The body has the following three orthogonal axes: the anterior–posterior (A–P), dorsal–ventral (D–V), and L–R axes (Figure 1). The A–P and D–V axes are determined at the time of fertilization. Then, the L–R axis is defined as the third axis with reference to the A–P and D–V axes. The specification of the L–R axis appears to be a difficult problem, but there should be a mechanism that senses the polarity of the A–P and D–V axes and converts it to the polarity of the L–R axis. Brown and Wolpert proposed a three-step model for the formation of L–R asymmetry [55]. At first, the asymmetry of the molecules is converted into the asymmetry at a cellular level. Next, the cellular asymmetry gives a directional bias on the mechanism of the random generation of asymmetry, so as to favor one direction. Finally, the difference between the two sides are interpreted and used for the differentiation of side-specific structures and tissues.
At the step of conversion, a chiral molecule, termed the “F-molecule”, is hypothesized to break the symmetry (Figure 1). The F-molecules would be aligned to the A–P and D–V axes, and specify the L–R axis with its direction. As a result, the asymmetry or chirality would be generated at the cellular or multicellular levels. The identity of the F-molecule that determines the body asymmetry is still unclear, but its close association with cytoskeletal elements has been suggested [56].
Many vertebrates use cilia at the node, a transient midline structure formed during gastrulation, for breaking the symmetry [57,58,59]. The nodal cilia, which are posteriorly tilted [60], rotate counterclockwise (CCW) from the proximal–distal viewpoint, and generate a leftward fluid flow in the node [57]. The nodal cilia and the leftward fluid flow is essential for the determination of the asymmetry [57,58,61]. The posterior tilt of the cilia is regulated via a planar cell polarity (PCP) pathway along the A–P axis [62]. Recent studies revealed that the PCP pathway is controlled by myosin Id in Xenopus and zebrafish [63,64,65].
The above findings indicate the role of nodal cilia in the formation of asymmetry, but the situation is not so simple. In chicks, a nodal flow is not observed, suggesting the existence of other mechanisms [58,59,66]. There is evidence that symmetry breakage occurs much earlier [67]. The ion flux model and the chromatid segregation model have been proposed as alternative mechanisms [68].
Despite the discrepancy in the symmetry breaking step, the downstream signaling is conserved among the vertebrates. The L–R specification elicits the asymmetric expression of Nodal, a secreted protein of the transforming growth factor beta (TGF-β) superfamily, in the left lateral plate mesoderm [69]. The expression of Nodal triggers the signaling cascade for side-specific organogenesis [58,59,66].
Among the invertebrates, the arthropods are devoid of the nodal cilia and Nodal [70]. In Drosophila, the asymmetry of the internal organs is controlled by the myosin Id and the PCP pathway [71,72,73,74]. Intriguingly, the ectopic expression of myosin Id and myosin Ic exhibits counteracting effects on the chiral twist of the cells and the organisms [75]. Further studies on myosin motors, Nodal, and the nodal flow will reveal the unifying or divergent mechanisms of the L–R body asymmetry formation in vertebrates and invertebrates.

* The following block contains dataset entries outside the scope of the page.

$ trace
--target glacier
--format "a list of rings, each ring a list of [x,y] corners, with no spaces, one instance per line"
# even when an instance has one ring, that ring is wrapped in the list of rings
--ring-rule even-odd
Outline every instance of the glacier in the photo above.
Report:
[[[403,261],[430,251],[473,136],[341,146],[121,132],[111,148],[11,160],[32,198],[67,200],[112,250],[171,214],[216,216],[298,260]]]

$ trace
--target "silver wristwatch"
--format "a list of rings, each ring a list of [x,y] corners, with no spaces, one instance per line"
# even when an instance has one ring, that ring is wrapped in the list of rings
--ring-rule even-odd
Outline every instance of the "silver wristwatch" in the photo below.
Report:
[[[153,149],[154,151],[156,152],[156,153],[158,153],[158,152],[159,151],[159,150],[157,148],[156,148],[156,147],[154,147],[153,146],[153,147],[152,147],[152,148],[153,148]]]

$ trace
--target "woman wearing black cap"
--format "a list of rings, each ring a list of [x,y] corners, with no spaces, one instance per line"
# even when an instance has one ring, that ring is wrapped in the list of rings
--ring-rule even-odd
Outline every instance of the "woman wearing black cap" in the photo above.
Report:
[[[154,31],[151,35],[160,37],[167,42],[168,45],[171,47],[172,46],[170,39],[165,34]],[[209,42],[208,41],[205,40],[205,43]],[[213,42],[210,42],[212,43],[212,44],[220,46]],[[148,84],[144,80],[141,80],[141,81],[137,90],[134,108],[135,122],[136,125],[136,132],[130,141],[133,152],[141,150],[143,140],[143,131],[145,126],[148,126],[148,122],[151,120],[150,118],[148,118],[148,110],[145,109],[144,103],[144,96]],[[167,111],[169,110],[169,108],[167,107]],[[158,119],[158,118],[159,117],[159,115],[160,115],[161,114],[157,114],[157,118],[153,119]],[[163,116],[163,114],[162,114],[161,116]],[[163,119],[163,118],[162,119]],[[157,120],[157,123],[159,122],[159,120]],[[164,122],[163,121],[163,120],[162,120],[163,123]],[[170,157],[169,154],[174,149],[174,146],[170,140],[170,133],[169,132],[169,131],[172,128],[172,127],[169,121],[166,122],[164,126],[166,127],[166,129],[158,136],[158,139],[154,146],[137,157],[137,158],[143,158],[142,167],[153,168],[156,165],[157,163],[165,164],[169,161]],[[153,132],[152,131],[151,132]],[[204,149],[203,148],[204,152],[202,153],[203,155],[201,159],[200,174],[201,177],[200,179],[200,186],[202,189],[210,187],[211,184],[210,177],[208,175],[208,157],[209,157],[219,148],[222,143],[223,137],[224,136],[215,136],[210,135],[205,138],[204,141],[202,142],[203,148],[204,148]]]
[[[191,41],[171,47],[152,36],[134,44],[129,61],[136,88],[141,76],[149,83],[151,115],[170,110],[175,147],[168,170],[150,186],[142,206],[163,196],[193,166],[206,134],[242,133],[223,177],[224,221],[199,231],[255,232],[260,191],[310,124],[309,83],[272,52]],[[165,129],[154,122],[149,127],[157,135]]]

5. Brain Asymmetry versus Visceral Asymmetry

Recent advances in our knowledge of body asymmetry formation raise the question of whether brain asymmetry is controlled by the same mechanisms as visceral asymmetry. The linkage between situs inversus and brain asymmetry has been investigated in humans. The brain torque (frontal and occipital petalia) is reversed in situs inversus patients [76,77,78]. However, handedness is not different between normal and situs inversus subjects [76,79], and neither is the left hemispheric dominance of language function [76,78,80]. One study [77] reported rightward language dominance in the patients, but the number of subjects was small (two out of three). These findings indicate that the brain torque is regulated in the same mechanism as the formation of visceral asymmetry, but that the handedness and laterality of language processing are primarily determined by mechanisms that are different from those for visceral asymmetry. However, some functional brain asymmetry appears to be affected by visceral asymmetry, because situs inversus subjects show atypical cross-lateralization (with normal laterality in some functions but reversed laterality in others) more frequently than the control subjects [81]. Such atypical discordant lateralization results reduced cognitive performance [81] and might receive evolutionary pressure for elimination [81,82].
The mechanisms have also been experimentally investigated in non-human vertebrates. The formation of structural asymmetry in the epithalamus of zebrafish shares mechanisms with the formation of visceral asymmetry [46]. A situs inversus mutation reverses both the visceral asymmetry and epithalamic asymmetry. However, situs inversus does not reverse two lateralized behaviors, the leftward turning bias (use of right eye) upon entering a novel environment and the rightward turning bias (use of left eye) in case of emergency [83], generating atypical lateralization [84]. These findings suggest the presence of alternate mechanisms that are different from those for visceral asymmetry in zebrafish. Situs inversus mutants also show less adaptation to a novel environment, which might result from this atypical lateralization [83,84]. In iv mice, the asymmetric synaptic organization [24,25] is not randomized as the body asymmetry, but shows right isomerism (both hemispheres show the right phenotype) [85].
In birds, it is not known whether visceral laterality controls brain asymmetry, but several studies provide evidence for the non-genetic regulation of lateralized behavior [21,22,23]. The right eye, which is located near the shell in the egg, receives more light and develops nerve projections faster than the left eye. This bias is considered to produce the lateralized behaviors. These mechanisms in birds cannot be simply applied to mammals, which do not undergo the egg stage during embryogenesis.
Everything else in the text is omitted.